Nun habe ich mir ein wenig die Klasse JEditorPane und HTMLEditorKit angesehen. Bekam aber schon erste Probleme damit, dass die Klasse JEdiorPane mir zwar die Position von selektierten Text liefert, aber dabei den HTML-Code im Hintergrund ignoriert.

Also "<b>Fett</b>" liefter 0 - 5 und nicht etwa 0 - 12. Das war nur ein kleines Beispiel, eigentlich sieht es ja so aus, dass im Text nicht nur "<b>" davor steht sondern ein ganzer HTML-Kopf inkl. Massen an Whitespace-Zeichen.

Die Lösung welche ich gefunden hätte, finde ich wirklich Umständlich. Ich würde evtl. hergehen und mir mit regulären Ausdrücken alle HTML-Tags die vor einem Text stehen herausfiltern und deren Länge ermitteln. Das finde ich aber sehr aufwendig, außerdem muss ich praktisch bei jeder kleinen Änderung das ganze neue HTML-Dokument an setText() übergeben.

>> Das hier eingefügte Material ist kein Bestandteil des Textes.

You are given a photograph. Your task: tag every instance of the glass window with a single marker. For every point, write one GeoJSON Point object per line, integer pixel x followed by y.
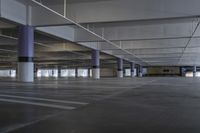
{"type": "Point", "coordinates": [82, 72]}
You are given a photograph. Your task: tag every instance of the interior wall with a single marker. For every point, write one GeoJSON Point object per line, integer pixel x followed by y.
{"type": "Point", "coordinates": [108, 72]}
{"type": "Point", "coordinates": [163, 71]}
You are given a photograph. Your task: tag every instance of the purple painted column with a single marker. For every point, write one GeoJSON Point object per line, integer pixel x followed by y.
{"type": "Point", "coordinates": [120, 68]}
{"type": "Point", "coordinates": [194, 71]}
{"type": "Point", "coordinates": [132, 69]}
{"type": "Point", "coordinates": [140, 71]}
{"type": "Point", "coordinates": [96, 64]}
{"type": "Point", "coordinates": [26, 54]}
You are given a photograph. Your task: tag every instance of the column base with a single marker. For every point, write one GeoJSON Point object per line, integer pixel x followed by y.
{"type": "Point", "coordinates": [120, 74]}
{"type": "Point", "coordinates": [25, 72]}
{"type": "Point", "coordinates": [96, 73]}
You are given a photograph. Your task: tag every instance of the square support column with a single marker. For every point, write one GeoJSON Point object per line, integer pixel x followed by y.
{"type": "Point", "coordinates": [26, 54]}
{"type": "Point", "coordinates": [132, 69]}
{"type": "Point", "coordinates": [194, 71]}
{"type": "Point", "coordinates": [120, 72]}
{"type": "Point", "coordinates": [96, 64]}
{"type": "Point", "coordinates": [140, 71]}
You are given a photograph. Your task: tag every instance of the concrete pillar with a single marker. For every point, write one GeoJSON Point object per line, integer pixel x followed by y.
{"type": "Point", "coordinates": [26, 54]}
{"type": "Point", "coordinates": [140, 71]}
{"type": "Point", "coordinates": [76, 72]}
{"type": "Point", "coordinates": [88, 72]}
{"type": "Point", "coordinates": [194, 71]}
{"type": "Point", "coordinates": [120, 72]}
{"type": "Point", "coordinates": [182, 71]}
{"type": "Point", "coordinates": [96, 64]}
{"type": "Point", "coordinates": [59, 71]}
{"type": "Point", "coordinates": [132, 69]}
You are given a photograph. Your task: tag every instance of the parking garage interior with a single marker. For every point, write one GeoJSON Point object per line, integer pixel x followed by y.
{"type": "Point", "coordinates": [99, 66]}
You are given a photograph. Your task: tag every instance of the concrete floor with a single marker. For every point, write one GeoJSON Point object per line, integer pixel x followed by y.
{"type": "Point", "coordinates": [139, 105]}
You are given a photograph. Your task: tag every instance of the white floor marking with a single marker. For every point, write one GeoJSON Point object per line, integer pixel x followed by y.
{"type": "Point", "coordinates": [43, 99]}
{"type": "Point", "coordinates": [19, 126]}
{"type": "Point", "coordinates": [38, 104]}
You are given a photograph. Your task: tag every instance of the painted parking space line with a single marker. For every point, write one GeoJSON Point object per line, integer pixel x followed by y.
{"type": "Point", "coordinates": [43, 99]}
{"type": "Point", "coordinates": [38, 104]}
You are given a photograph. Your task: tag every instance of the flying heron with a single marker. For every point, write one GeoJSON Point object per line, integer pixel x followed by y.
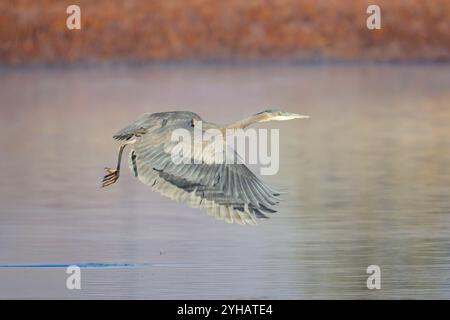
{"type": "Point", "coordinates": [230, 192]}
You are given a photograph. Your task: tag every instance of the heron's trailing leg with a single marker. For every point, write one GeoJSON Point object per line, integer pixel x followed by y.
{"type": "Point", "coordinates": [113, 174]}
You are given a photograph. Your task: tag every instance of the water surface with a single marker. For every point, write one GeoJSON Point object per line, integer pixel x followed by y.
{"type": "Point", "coordinates": [368, 182]}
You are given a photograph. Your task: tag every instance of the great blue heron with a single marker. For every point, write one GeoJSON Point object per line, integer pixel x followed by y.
{"type": "Point", "coordinates": [230, 192]}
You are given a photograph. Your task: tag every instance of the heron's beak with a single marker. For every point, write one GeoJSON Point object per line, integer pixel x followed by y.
{"type": "Point", "coordinates": [291, 116]}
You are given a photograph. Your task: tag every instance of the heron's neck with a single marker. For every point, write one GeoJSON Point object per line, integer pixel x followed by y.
{"type": "Point", "coordinates": [241, 124]}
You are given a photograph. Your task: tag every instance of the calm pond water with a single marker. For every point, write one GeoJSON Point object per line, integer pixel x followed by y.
{"type": "Point", "coordinates": [368, 180]}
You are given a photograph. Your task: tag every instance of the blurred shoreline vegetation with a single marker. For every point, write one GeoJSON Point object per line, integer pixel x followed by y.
{"type": "Point", "coordinates": [34, 32]}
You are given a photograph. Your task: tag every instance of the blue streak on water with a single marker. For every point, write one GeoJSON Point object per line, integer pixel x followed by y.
{"type": "Point", "coordinates": [84, 265]}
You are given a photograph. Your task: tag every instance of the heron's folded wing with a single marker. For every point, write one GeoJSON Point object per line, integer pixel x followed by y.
{"type": "Point", "coordinates": [228, 191]}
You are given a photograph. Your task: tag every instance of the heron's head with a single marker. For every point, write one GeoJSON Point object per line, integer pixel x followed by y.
{"type": "Point", "coordinates": [280, 115]}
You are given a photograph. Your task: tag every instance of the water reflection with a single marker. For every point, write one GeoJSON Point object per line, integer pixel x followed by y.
{"type": "Point", "coordinates": [368, 179]}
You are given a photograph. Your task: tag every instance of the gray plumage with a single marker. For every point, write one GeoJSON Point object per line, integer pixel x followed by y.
{"type": "Point", "coordinates": [230, 192]}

Habt ihr Ideen wie man das sinnvoller lösen könnte?

lg Billie


----------



## Christian Fein (10. Juni 2006)

http://www.myfaces.org/ - HtmlEditor

Wenn du den für ein Webproject brauchst, gibt es eben da eine JSF Komponente.

Falls du einen eigenen schreiben willst, könnte es interressant sein den Code von jenem Kupu editor anzuschauen.
http://kupu.oscom.org/demo/


----------



## Billie (12. Juni 2006)

Hellas,

danke für deinen Beitrag. Ich habe es mir mal angesehen, also Kupu selbst ist in JavaScript und der MyFaces HTML Editor basiert ja auch nur auf Kupu od. so, auf alle Fälle auch JavaScript.

Ich versuche ein Applet zu realisieren. Mit JavaScript-HTML-Editoren habe ich mich schoneinmal auseinandergesetzt. Wäre es so einfach wie dort einen Text fett zu schreiben, hätte ich nicht solche Probleme *ggg*

Hast du evtl. noch Vorschläge?

lg Billie


----------